While Hatteras is the tallest lighthouse, the Ocracoke Lighthouse is North Carolina’s oldest operating light. It was built in 1823, about 47 years before Hatteras was completed. Not open to the public for climbing, the lighthouse grounds were rather quiet when we were there — the only one around was a very friendly, large tabby cat.
Just getting to the island was an interesting experience. Hatteras Island provides a continuous free ferry to Ocracoke. Unfortunately, I was the first in line when we reached the ferry dock. I say this only because I’ve never driven a car onto a ferry before, and it’s not exactly a very comforting feeling when the guides make you drive right up to the opposite edge of the watercraft and then place blocks in front of your front tires, just so your car doesn’t roll off and nose-dive into the water.
Needless to say, I stayed in the car — with my seatbelt on — during our ferry journey.
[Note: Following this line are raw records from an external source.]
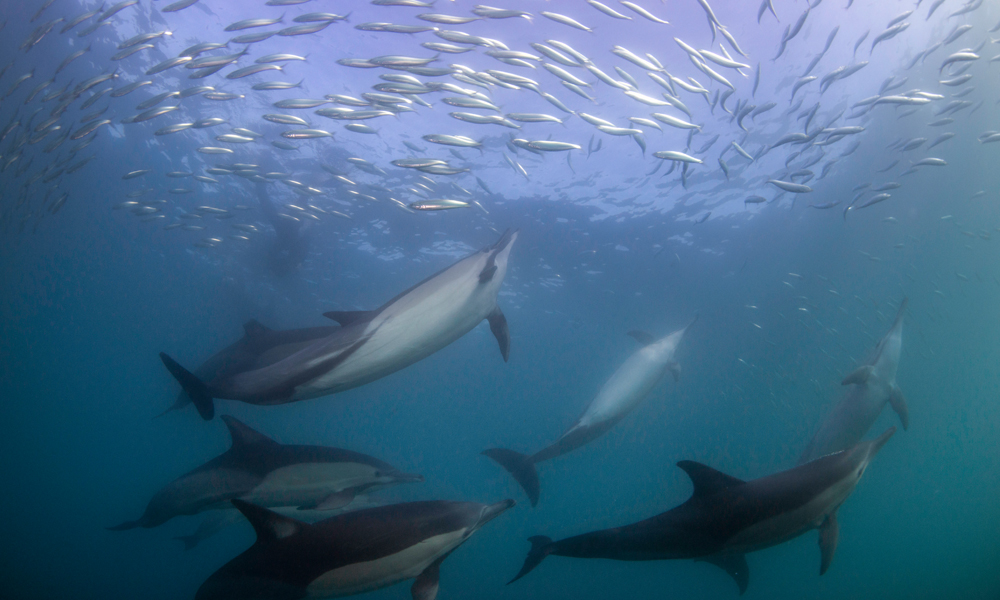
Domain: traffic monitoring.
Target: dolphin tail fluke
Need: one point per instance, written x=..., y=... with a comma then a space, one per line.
x=733, y=564
x=521, y=467
x=126, y=525
x=541, y=547
x=829, y=534
x=498, y=325
x=195, y=388
x=898, y=403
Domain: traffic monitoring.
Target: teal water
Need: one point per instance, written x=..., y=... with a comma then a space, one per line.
x=91, y=295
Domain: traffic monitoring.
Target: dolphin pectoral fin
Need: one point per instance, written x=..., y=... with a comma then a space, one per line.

When we returned to Hatteras Island, we took in the Graveyard of the Atlantic Museum (it houses the original Fresnel lens from the Hatteras Light) and had lunch at a local hangout, where fresh fish was the dish of the day. We all wanted to try the scallop cake, but it was such a popular choice they only had one meal left. We let Mom have it, since she was the first to decide on the daily special, and Dad and I ordered the shrimp —yum, yum.
Driving back toward Nags Head, we made one final lighthouse visit for the day, the Bodie Island Light. We’d actually stopped in on our way to Ocracoke Island that morning, but we were there an hour before the museum and gift shop opened.
The late-day stop offered just the right sun angle for me to get some excellent photos of this lighthouse that is currently undergoing renovations. This light, built in 1872, still has its original, first-order Fresnel lens.
On Thursday, we traveled north to Corolla for the Banker horse adventure tour and visited the Currituck Beach Lighthouse. This lighthouse was open for climbing, also for a $7 fee, but just looking up the winding staircase was dizzying for me.
The keeper’s quarters on the ground is still in the process of being fully restored after it was left to the elements for decades. Another, smaller keeper‘s quarters serves as home to a gift shop filled with lighthouse-related items. (In other words, my favorite kind of store!)
The Currituck Beach Light first shone on Dec. 1, 1875. Unlike the other three lighthouses on the Outer Banks, which feature white or white and black exteriors, the Currituck Beach Light was never painted. Its light was automated in 1937.